Signed and dated to 1607, this luminous work demonstrates in brilliant detail Ambrosius Bosschaert the Elder’s ability to combine an almost forensic study of individual flowers and insects with his characteristically elegant composition, colouring and execution. The work is painted on copper with a white chalk ground, allowing for a more intense radiance and clarity to be achieved.
Bosschaert, along with his contemporaries Jan Breughel I, Jacques de Gheyn II and Roelandt Savery, pioneered the genre of flower painting in the Netherlands during the early years of the seventeenth century. Here, in a centrally placed berkemeier glass, Bosschaert has carefully arranged a vibrant bouquet of intricately painted blooms. At the top are a large red rose and yellow and red variegated tulip. Beneath these is a profusion of smaller flowers with further tulips and roses, as well as others including narcissi, forget-me-not and the distinctive drooping ‘checkered’ head of a fritillaria at the centre. Across this careful arrangement of flora, numerous butterflies and other insects enliven the composition.
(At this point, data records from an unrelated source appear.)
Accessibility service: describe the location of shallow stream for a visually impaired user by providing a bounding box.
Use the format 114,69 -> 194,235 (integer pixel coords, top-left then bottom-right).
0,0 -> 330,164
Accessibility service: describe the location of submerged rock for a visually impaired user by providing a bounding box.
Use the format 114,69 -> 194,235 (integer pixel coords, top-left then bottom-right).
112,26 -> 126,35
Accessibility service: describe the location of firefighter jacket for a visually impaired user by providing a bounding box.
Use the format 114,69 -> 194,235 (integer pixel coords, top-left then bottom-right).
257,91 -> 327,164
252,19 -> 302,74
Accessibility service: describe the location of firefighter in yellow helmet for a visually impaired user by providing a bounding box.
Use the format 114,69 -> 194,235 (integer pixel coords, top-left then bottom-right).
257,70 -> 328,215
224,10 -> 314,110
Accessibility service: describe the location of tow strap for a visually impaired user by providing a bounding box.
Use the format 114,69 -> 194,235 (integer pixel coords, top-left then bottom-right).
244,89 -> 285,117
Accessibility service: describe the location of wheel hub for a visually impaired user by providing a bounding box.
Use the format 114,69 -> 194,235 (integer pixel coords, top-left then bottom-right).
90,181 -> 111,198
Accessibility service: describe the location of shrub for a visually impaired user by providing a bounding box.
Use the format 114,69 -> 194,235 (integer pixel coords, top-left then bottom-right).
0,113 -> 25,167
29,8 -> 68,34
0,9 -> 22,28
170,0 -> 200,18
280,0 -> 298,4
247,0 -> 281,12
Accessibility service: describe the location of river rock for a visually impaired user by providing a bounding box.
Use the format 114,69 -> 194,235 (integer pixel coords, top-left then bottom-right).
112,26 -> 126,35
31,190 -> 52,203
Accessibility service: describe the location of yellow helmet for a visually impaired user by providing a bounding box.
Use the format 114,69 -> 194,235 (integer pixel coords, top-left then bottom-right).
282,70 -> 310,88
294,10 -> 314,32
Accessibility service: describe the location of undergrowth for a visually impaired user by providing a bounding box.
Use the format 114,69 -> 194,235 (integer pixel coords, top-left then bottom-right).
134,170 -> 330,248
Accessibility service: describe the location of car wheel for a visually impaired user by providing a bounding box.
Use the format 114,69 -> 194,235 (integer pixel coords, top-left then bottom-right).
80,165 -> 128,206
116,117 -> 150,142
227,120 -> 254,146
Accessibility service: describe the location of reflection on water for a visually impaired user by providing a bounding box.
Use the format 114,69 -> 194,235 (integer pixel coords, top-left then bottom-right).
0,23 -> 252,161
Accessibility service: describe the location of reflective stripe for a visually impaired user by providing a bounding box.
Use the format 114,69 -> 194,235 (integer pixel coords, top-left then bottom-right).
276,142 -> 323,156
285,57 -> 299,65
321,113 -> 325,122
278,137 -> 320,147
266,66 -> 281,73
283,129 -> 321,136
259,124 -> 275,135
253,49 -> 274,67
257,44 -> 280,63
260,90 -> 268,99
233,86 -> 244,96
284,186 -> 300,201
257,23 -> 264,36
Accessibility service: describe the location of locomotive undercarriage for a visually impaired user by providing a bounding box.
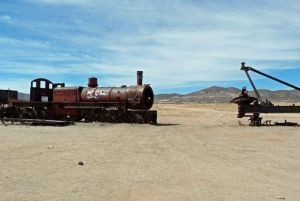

The berkemeier is placed on a stone ledge and silhouetted against a dark background serving to focus the viewer’s attention on the jewel-like bouquet. The placement of a single red Pheasant’s-eye flower and Red Admiral butterfly on the stone ledge is a motif frequently employed by Bosschaert and one which was influential for his pupils and followers, especially Balthasar van der Ast.
After being forced to leave his native city of Antwerp in 1587, following religious persecution, Bosschaert settled in Middelburg. At this period, the city boasted some of the most comprehensive collections of flora in Holland and, during the last decades of the sixteenth century, emerged as a leading centre for the developing field of botany and the scientific study of plants. It was here, for example, that pioneering botanists like Matthias de l’Obel made systematic attempts to classify and catalogue plants according to their natural affinities, rather than their perceived medical uses as had previously been the norm. His Icones stirpium, seu, Plantarum tam exoticarum, quam indigenarum (Images of plants, both exotic and native, for students of botany), published in 1591, was one of a number of books featuring extensive scientific engravings of plants, which provided important models for painters like Bosschaert. Indeed, it is possible that Bosschaert himself, during his early years in Middelburg, was employed to create similarly technical watercolour ‘portraits’ of individual blooms. These studies may well have served as later models for his finished paintings.
The emerging interest in botany at the turn of the seventeenth century saw wealthy and educated collectors increasingly seek out rare and unusual blooms. The increasing competition and desire for these flowers resulted in the popularly termed ‘Tulip mania’, which swept the Netherlands during the 1620s and ‘30s. This period saw the fervent production and sale of different varieties of tulips commanding soaring prices (reaching as much as 2,000 or 3,000 guilders in 1624, the equivalent of a wealthy merchant’s average annual earnings) as collectors competitively sought to own and grow new, strikingly coloured types of the tulip. The most prized of these flowers were the so-called ‘broken’ variety which were infected with a virus to give them strikingly variegated colours. The prominent yellow and red tulip at the summit of Bosschaert’s painting is such a type, sometimes referred to as a Bizzarden (bizarre) variety. These specimens were often carefully reproduced in watercolour or drawings in a similar mode to Bosschaert’s own studies of individual flowers, to produce, effectively, catalogues for buyers, advertising the spectacular colouring of new varieties of flowers (fig. 1). Concurrent with this desire for living specimens was the desire for painted ‘flower pieces’, which, unlike the flowers themselves, were constantly in bloom and enabled the painter to combine flowers that grew at different times of the year into fictive compositions.